Vergil, XML-TEI Markup, linked annotation data, and the DCC

Organizing our received humanities materials as if they were simply informational depositories, computer markup as currently imagined handicaps or even baffles altogether our moves to engage with the well-known dynamic functions of textual works. ((Jerome McGann, A New Republics of Letters: Memory and Scholarship in the Age of Digital Reproduction (Cambridge, MA: Harvard University Press, 2014), pp. 107-108.))

This sentence from Jerome McGann’s challenging new book on digitization and the humanities (part of a chapter on TEI called “Marking Texts in Many Directions,” originally published in 2004) rang out to me with a clarity derived from its relevance to my own present struggles and projects. The question for a small project like ours, “to mark up or not to mark up in XML-TEI?” is an acutely anxious one. The labor involved is considerable, the delays and headaches numerous. The payoff is theoretical and long term. But the risk of not doing so is oblivion. Texts stuck in html will eventually be marginalized, forgotten, unused, like 1989’s websites. TEI promises pain now, but with a chance of the closest thing the digital world has to immortality. It holds out the possibility of re-use, of a dynamic and interactive future.

McGann points out that print always has a twin function as both archive and simulation of natural language. Markup decisively subordinates the simulation function of text in favor of ever better archiving. This may be why XML-TEI has such a profound appeal to many classicists, and why it makes others, who value the performative, aesthetic aspects of language more than the archiving of it, so uneasy.

McGann expresses some hope for future interfaces that work “topologically” rather than linearly to integrate these functions, but that’s way in the future. What we have right now is an enormous capacity to enhance the simulation capacity of print via audio and other media. But if we (I mean DCC) spend time on that aspect of web design, it takes time away from the “store your nuts for winter” activities of TEI tagging.

Virgil. Opera (Works). Strasburg: Johann Grüninger, 1502. Sir George Grey Special Collections, Auckland City Libraries

These issues are in the forefront of my mind as I am in the thick of preparations for a new multimedia edition of the Aeneid that will, when complete, be unlike anything else available in print or on the web, I believe. It will have not just notes, but a wealth of annotated images (famous art works and engravings from historical illustrated Aeneid editions), audio recordings, video scansion tutorials, recordings of Renaissance music on texts from the Aeneid, a full Vergilian lexicon based on that of Henry Frieze, comprehensive linking to a newly digitized version of Allen & Greenough’s Latin Grammar, complete running vocabulary lists for the whole poem, and other enhancements.

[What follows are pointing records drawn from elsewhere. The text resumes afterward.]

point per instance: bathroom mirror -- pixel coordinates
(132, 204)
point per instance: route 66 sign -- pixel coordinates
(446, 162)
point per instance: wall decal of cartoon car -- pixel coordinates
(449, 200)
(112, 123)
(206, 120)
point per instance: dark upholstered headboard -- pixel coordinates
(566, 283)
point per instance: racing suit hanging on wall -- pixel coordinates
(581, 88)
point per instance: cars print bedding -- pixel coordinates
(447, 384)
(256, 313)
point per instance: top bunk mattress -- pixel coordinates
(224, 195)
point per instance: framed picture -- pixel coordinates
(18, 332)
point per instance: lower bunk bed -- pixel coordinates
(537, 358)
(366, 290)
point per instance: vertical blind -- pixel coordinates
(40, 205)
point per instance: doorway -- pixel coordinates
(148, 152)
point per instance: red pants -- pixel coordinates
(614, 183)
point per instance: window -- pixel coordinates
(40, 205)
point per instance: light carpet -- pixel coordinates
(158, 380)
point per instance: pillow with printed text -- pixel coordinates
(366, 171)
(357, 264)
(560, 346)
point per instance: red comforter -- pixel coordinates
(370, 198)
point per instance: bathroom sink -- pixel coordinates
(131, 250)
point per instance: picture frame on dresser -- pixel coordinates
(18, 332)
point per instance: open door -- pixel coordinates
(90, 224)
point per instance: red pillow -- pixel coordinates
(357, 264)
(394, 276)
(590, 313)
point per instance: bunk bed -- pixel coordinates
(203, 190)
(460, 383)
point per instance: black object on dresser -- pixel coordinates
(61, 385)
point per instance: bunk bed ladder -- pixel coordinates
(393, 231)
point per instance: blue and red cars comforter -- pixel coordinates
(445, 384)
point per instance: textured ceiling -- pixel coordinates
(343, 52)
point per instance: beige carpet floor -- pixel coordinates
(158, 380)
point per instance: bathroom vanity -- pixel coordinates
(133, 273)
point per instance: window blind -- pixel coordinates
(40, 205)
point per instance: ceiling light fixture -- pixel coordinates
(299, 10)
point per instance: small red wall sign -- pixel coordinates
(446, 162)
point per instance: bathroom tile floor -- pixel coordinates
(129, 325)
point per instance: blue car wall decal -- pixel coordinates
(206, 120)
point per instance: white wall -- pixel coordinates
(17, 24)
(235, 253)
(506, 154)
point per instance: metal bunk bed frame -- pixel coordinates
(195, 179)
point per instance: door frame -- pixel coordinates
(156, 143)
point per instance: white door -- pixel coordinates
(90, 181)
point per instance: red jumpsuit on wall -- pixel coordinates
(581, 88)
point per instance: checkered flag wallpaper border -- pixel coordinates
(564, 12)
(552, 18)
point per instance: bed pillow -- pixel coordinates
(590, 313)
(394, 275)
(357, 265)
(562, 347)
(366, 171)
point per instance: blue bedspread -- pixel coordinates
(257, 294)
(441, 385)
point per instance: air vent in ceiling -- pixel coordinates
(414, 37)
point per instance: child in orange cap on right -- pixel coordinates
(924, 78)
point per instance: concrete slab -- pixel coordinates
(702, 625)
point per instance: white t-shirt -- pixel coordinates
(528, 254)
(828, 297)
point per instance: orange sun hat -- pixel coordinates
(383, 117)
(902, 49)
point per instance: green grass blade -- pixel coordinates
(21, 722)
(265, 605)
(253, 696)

Embarking on this I will have the help of many talented people:

Lucy McInerney (Dickinson ’15) and Tyler Denton (University of Kentucky MA ’14) and Nick Stender (Dickinson ’15) will help this summer to gather grammatical and explanatory notes on the Latin from various existing school editions in the public domain, which I will then edit.
Derek Frymark (Dickinson ’12) is working on the Vergilian dictionary database, digitizing and editing Frieze-Dennison. This will be combined with data generously provided by LASLA to produce the running vocabulary lists.
Meagan Ayer (PhD University of Buffalo ’13) is putting the finishing touches on the html of Allen & Greenough. This was also worked on by Kaylin Bednarz (Dickinson ’15).
Melinda Schlitt, Prof. of Art and Art History at Dickinson, will work on essays on the artistic tradition inspired by the Aeneid in fall of 2014, assisted by Gillian Pinkham (Dickinson ’14).
Ryan Burke, our heroic Drupal developer, is creating the interface that will allow for attractive viewing of images along with their metadata and annotations, a new interface for Allen & Greenough, and many other things.
Blake Wilson, Prof. of Music at Dickinson, and director of the Collegium Musicum, will be recording choral music based on texts from the Aeneid.

And I expect to have other collaborators down the road as well, faculty, students, and teachers (let me know if you want to get involved!). My own role at the moment is an organizational one, figuring out which of these many tasks is most important and how to implement them, picking illustrations, trying to get rights, and figuring out what kind of metadata we need. I’ll make the audio recordings and scansion tutorials, and no doubt write a lot of image annotations as we go, and do tons of editing. The plan is to have the AP selections substantially complete by the end of the summer, with Prof. Schlitt’s art historical material and the music to follow in early 2015. My ambition is to cover the entire Aeneid in the coming years.

Faced with this wealth of possibilities for creative simulation, for the sensual enhancement of the Aeneid, I have essentially abandoned, for now at least, the attempt to archive our annotations via TEI. I went through some stages. Denial: this TEI stuff doesn’t apply to us at all; it’s for large database projects at big universities with massive funding. Grief: it’s true, lack of TEI dooms the long-term future of our data; we’re in a pathetic silo; it’s all going to be lost. Hope: maybe we can actually do it; if we just get the right set of minimal tags. Resignation: we just can’t do everything, and we have to do what will make the best use of our resources and make the biggest impact now and in the near future.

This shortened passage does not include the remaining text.